Thursday, April 12, 2012

Have Exact Change

I’ve tried pretty hard to adopt some of the Buddhist and Christian beliefs in compassion, equanimity… and some of the precepts against gossip... along with the grandmotherly wisdom of keeping your mouth shut if you don’t have anything constructive to say.

I try… I really do. But I’m human. Like most humans I occasionally get a little happy about someone else's misfortune. Whether out of bitterness or jealousy… I’m not sure where exactly the feelings come from. I could tell you I wasn’t crying into my soup when Andrew Beitbart died earlier this year. Yes, I know he was relatively young and yes… I know he had young children… but the stuff that came out of the man’s mouth was vile… I never wished him dead… but if I had the ability to wish someone back to life he wouldn’t be the first pick on my list. I made an ill-thought out post on my Facebook... and a long list of people felt the need to chime in and tell me how callous I was for thinking... "Yay... one more crazy loudmouth down... a zillion to go...!"

A co-worker of mine… who I worked with for 10 years before changing buildings… is dying as I type this. A series of heart attacks… one in the hospital… and he’s been on life support for several days. He’s brain dead. They’re turning off the machines tonight.
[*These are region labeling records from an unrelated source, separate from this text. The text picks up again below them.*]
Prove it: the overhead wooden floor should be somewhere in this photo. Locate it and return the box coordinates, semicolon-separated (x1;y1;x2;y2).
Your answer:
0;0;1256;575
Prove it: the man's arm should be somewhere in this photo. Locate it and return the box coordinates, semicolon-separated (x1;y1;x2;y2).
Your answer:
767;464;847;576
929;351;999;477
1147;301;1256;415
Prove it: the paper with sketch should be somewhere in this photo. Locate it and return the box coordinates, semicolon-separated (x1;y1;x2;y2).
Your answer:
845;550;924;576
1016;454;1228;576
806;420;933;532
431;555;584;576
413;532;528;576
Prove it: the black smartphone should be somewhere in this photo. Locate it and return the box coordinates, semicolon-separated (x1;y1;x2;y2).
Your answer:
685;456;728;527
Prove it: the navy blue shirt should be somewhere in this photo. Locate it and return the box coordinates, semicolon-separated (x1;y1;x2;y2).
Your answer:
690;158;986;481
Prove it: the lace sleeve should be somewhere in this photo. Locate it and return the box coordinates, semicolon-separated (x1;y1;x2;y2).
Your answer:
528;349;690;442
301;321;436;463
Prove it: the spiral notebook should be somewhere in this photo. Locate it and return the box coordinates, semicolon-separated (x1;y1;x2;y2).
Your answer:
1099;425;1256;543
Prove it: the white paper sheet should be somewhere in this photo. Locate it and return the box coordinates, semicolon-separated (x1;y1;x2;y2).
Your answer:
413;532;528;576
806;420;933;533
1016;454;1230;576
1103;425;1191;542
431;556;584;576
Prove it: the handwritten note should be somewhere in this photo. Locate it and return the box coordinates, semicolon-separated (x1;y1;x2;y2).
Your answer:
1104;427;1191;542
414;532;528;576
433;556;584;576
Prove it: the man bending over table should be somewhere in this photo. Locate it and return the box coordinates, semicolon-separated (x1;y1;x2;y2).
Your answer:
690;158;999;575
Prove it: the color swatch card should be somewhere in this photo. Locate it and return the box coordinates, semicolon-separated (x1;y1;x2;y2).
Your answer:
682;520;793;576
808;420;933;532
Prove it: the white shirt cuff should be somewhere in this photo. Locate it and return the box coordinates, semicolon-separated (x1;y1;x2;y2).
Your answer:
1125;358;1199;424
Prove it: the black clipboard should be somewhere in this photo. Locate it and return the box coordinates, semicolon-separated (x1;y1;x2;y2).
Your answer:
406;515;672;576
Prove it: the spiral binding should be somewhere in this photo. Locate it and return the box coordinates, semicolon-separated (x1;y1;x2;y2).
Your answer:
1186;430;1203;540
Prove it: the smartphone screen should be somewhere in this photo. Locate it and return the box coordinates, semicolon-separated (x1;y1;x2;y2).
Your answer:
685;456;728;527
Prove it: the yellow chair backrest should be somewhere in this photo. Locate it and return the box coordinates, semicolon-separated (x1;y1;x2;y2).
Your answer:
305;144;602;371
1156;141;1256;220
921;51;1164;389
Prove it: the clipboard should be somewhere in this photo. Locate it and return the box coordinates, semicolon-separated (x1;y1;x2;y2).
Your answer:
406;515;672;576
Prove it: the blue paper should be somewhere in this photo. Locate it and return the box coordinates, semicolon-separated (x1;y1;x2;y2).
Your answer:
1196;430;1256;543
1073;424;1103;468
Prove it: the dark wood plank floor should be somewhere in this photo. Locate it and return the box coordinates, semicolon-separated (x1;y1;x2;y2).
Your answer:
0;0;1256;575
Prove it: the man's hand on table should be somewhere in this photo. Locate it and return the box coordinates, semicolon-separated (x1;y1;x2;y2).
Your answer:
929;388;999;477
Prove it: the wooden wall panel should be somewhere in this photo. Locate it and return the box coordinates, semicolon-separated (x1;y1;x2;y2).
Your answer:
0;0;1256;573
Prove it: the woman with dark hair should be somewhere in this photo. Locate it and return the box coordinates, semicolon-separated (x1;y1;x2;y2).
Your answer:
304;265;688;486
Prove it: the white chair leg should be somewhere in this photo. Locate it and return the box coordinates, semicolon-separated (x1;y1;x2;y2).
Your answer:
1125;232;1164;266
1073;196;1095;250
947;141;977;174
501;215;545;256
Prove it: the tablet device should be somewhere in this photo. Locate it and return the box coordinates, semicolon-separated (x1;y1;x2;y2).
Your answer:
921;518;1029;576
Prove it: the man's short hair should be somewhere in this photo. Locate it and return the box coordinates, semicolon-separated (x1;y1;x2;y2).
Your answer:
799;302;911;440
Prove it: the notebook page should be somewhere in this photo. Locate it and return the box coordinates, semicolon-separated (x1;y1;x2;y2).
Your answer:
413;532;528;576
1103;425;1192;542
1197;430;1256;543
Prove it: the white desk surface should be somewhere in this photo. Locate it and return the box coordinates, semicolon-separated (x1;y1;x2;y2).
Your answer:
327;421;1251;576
Now I realize that I can’t spend my entire life watching what I think or say just in case that person drops dead the next day and makes me look like an unfeeling bitch… but though I did my best to get along with this co-worker… I also thought he was a bit of a slacker. He smoked rather heavily… was very fond of his smoke breaks... and it's something I’m sure factored heavily into his heart attack. He was always looking for a reason to leave his desk… would “meet salespeople downtown” for lunch whenever his supervisor was out of the office… and would regularly tell his supervisor he was leaving early to take the train when I knew darn well his car was in the parking lot. He also took off early two summers in a row to coach his kid’s little league…. Something which I’m pretty sure he was supposed to be doing on his own time and not on the company’s. He was also on the anti-social side… and whenever the group of us got together for pizza… or holiday lunch… he’d skip out. I didn’t like him. I didn’t actively dislike him. You know... the relationship you have with most of your co-workers.

For all of his real or perceived faults… he was someone I knew… knew for a decade… and he was a very good father to his kids. His sons regularly came in for “Bring your child to work” day festivities… and they were well mannered boys… seemed bright… and he was very good to them. He talked about them all of the time… in a way only an interested and involved parent would. Some people have one talent… and maybe his was being that perfect blend of stern and compassionate that seems to make someone a good father. Especially the skinny, chain smoking types sporting moussed comb-overs. His children are both in their teens… one mid- one early… and they will lose their father today. They will live a life without a father to straighten their cummerbund before they leave for prom… one where their father doesn't attend their weddings and dance awkwardly with the bride… and in a world where their kids' Grandpa is a photo in an album... and not a skinny old guy who still chain smokes from the first base bleacher section. The thought makes me sad… terribly sad… because I lost the only father figure I knew at that age… and remember how much I tried NOT to grieve. To be an adult… while the adults around me fell apart from grief in their own special ways. How much I miss having him around now... how bad I feel that my husband never knew him... except through the filter of my memories.

So I’m going to forgive myself for any and all ill thoughts I had about him when he was alive… and I can say was because a co-worker just stopped by as I was writing this to tell me he’d passed… and I’m going to wish his kids well… his family well… and hope that if there’s someplace after this… he’s there and happy. I'm sure that some of my co-workers grumble about my bad habits... and I'm sure they'd be equally as shocked and sad if I suddenly passed away. But there's no use holding onto guilt. It's the acid that turns everything sour. Another lesson learned on the path to treating the people around me with compassion and love… but one that has already been given to us both by the Buddha… and Jesus Christ.

1. I am of the nature to grow old. There is no way to escape growing old.
2. I am of the nature to have ill health. There is no way to escape ill health.
3. I am of the nature to die. There is no way to escape death.
4. All that is dear to me and everyone I love are of the nature to change. There is no way to escape being separated from them.
5. My actions are my only true belongings. I cannot escape the consequences of my actions. My actions are the ground upon which I stand.


“Blessed are the poor in spirit, for theirs is the kingdom of heaven.
“Blessed are those who mourn, for they will be comforted.
“Blessed are the meek, for they will inherit the earth.”